パンタカ兄弟


 寒波到来にて寒い朝を迎えています京都東山です。今年もあとわずかとなり、煤払いに余念がありません。掃除は修行でも大切にされていますが、それはパンタカ兄弟のお話に基づいています。

 お釈迦さまのお弟子さんにチューラパンタカという方がおられ、その兄であるマハーパンタカは頭がよく賢いので、お釈迦さまのお説法をすぐに理解でき、周りからも尊者と呼ばれていました。それに対してチューラパンタカは、お釈迦さまの教えを中々理解できずに気後れしていました。

 「お釈迦さま、私のような愚鈍で智慧のない者は、修行してもしかたないですよね」「いいや、自分は愚か者だと自覚している者を賢者といいます。自分を賢者だと勘違いしている者のことを、真の愚か者といいます」

 お釈迦さまはチューラパンタカに、掃除をすることを勧めます。「塵をとり除こう。垢をとり除こう。塵をとり除こう。垢をとり除こう」チューラパンタカは、毎日毎日この言葉を唱えながら掃除を続けます。そんなある日の夜明け頃のこと、チューラパンタカは物思いに耽りながらハッと気づいたのです。

  • この塵は土埃にあらず、実は欲望を塵というのだ。この欲望を除去するのは賢者であり、怠惰な者ではない。
  • この塵は土埃にあらず、実は怒りを塵というのだ。この怒りを除去するのは賢者であり、怠惰な者ではない。
  • この塵は土埃にあらず、実は迷妄を塵というのだ。この迷妄を除去するのは賢者であり、怠惰な者ではない。

 チューラパンタカはお釈迦さまのこの教えの意味を習得することができました。教えにしたがって修行を重ねることで、三つの毒(貪・瞋・痴)を消滅することができ、悟りを開くことができたということです。

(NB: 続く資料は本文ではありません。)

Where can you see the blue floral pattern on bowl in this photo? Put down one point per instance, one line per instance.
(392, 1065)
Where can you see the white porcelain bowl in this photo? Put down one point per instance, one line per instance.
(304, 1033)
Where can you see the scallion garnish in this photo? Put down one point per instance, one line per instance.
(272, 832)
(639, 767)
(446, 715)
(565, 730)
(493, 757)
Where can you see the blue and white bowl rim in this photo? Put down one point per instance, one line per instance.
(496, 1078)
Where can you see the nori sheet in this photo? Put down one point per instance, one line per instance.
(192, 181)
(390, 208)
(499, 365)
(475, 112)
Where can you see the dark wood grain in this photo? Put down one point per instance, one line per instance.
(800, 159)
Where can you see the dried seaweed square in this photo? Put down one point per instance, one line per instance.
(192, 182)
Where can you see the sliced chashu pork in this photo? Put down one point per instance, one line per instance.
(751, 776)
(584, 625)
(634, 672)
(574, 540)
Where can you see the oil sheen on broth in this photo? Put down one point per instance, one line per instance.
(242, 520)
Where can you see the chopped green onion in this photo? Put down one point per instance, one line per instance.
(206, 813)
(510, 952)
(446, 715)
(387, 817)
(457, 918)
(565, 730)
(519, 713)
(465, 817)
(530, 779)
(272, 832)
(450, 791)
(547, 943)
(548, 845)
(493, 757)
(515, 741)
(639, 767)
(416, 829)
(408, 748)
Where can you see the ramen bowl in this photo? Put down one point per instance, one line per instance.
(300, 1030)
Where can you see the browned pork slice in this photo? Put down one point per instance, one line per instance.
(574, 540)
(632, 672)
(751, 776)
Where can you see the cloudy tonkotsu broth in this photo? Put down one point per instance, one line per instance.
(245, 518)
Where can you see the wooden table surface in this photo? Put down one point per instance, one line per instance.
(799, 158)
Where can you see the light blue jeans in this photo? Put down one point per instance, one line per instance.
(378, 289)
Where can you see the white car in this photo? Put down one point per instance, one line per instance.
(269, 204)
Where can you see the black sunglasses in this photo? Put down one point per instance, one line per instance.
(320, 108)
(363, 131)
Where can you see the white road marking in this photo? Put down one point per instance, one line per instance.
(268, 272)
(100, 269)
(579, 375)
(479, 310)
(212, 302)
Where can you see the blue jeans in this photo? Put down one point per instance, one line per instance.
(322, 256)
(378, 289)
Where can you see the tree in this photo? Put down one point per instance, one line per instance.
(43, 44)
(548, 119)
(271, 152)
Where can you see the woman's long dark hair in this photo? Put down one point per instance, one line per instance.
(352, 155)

 勉強は大切なのですが、併せて実践も必要ということをこのお話は物語っています。伝教大師さまも、社会で「能く行い能く言う」人こそ、国の大切な宝となり力となる、と仰られています。つまりは、能書きを読んでいるだけでは効果はないということなのですよね。

 そういえば、天才バカボンの「れれれのおじさん」もこういうことで登場してるのかな。今日も楽しい一日を。